Springdale also did well on investments.

“We made quite a bit of interest over the years on the bond money,” Lee said.

Finally, Springdale Water Utilities gave reimbursements to the city when road programs benefited water improvements.

Together, the three-pronged savings made it possible for the city to meet all its bond requirements without having to dig too deeply into the Capital Improvement Program, Lee said.

Now that attention has turned to the exit at Tyson Parkway — in July the city entered contract negotiations with Garver Engineers — city staff have taken a sharper look at public finances.

Though sales tax collections in Springdale have been in decline for months, Peters said, the three-fourths of a cent levy that feeds the capital program still brings in a respectable haul. In 2006, the sales tax produced $ 9. 2 million for capital programs, while in 2007 the tax generated $ 8. 5 million. As of May, the 2008 tax has brought in $ 3. 2 million. If the Council were to move forward with the $ 5 million allocation over the next four or five years, and if the tax produces at least $ 7. 5 million in the coming years, there could be as much as $ 2. 5 million per year remaining for other programs.

“I can never say that we have too much money,” Peters said. “But can we continue to do things with $ 2. 5 million per year ? Yes.”

Alderman Mike Overton said he can support paying for the exit through the capital fund, but not until he has a clear understanding of how much money is available.
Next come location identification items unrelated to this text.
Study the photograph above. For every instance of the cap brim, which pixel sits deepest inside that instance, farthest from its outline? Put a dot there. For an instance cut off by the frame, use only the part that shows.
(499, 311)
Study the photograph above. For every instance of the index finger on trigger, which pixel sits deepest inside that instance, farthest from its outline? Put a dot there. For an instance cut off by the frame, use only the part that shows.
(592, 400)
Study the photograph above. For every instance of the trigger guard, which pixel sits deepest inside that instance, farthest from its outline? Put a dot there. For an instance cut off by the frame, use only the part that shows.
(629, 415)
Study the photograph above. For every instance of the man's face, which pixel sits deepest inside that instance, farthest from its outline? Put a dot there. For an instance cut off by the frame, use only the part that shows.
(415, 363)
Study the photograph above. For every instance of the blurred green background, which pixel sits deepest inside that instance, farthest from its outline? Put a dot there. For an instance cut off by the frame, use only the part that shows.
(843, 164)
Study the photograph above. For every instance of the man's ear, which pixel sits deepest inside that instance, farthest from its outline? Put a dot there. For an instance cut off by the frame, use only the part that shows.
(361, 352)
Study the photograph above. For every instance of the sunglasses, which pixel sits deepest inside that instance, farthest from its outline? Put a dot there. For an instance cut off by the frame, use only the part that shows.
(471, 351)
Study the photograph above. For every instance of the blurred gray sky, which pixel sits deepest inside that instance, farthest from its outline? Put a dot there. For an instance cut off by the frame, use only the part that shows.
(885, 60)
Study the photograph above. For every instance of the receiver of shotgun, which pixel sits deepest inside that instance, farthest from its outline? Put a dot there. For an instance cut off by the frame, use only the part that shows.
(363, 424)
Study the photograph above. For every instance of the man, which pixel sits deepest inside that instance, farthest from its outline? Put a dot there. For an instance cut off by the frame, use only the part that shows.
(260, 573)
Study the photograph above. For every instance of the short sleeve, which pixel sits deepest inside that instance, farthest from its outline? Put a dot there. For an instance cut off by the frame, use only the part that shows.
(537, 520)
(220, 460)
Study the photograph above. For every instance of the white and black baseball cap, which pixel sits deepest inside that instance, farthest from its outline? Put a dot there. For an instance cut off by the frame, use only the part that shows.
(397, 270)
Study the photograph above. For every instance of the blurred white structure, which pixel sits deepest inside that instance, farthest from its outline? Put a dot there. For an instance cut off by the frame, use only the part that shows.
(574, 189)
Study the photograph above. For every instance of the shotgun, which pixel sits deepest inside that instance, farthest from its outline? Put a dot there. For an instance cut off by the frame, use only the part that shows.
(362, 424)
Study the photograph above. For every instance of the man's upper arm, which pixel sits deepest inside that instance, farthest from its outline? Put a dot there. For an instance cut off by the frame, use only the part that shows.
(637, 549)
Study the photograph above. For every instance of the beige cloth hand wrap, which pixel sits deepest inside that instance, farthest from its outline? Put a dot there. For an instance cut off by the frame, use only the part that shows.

“I want to see an actual accounting of the Capital Improvement Program to know what the numbers look like, because I’ve never been able to figure out the accounting,” Overton said. “I haven’t seen any numbers that I’m confident in. But once I’m confident, I can make a decision.”

Overton pointed to the fact that the capital program already pays for a variety of projects and that there are other needs in the city, such as unpaved roads in recent annexations.

“We’ll have to take a look at our other priorities,” he said. “If it fits in and it’s not a significant burden, of course, I’ll consider it.”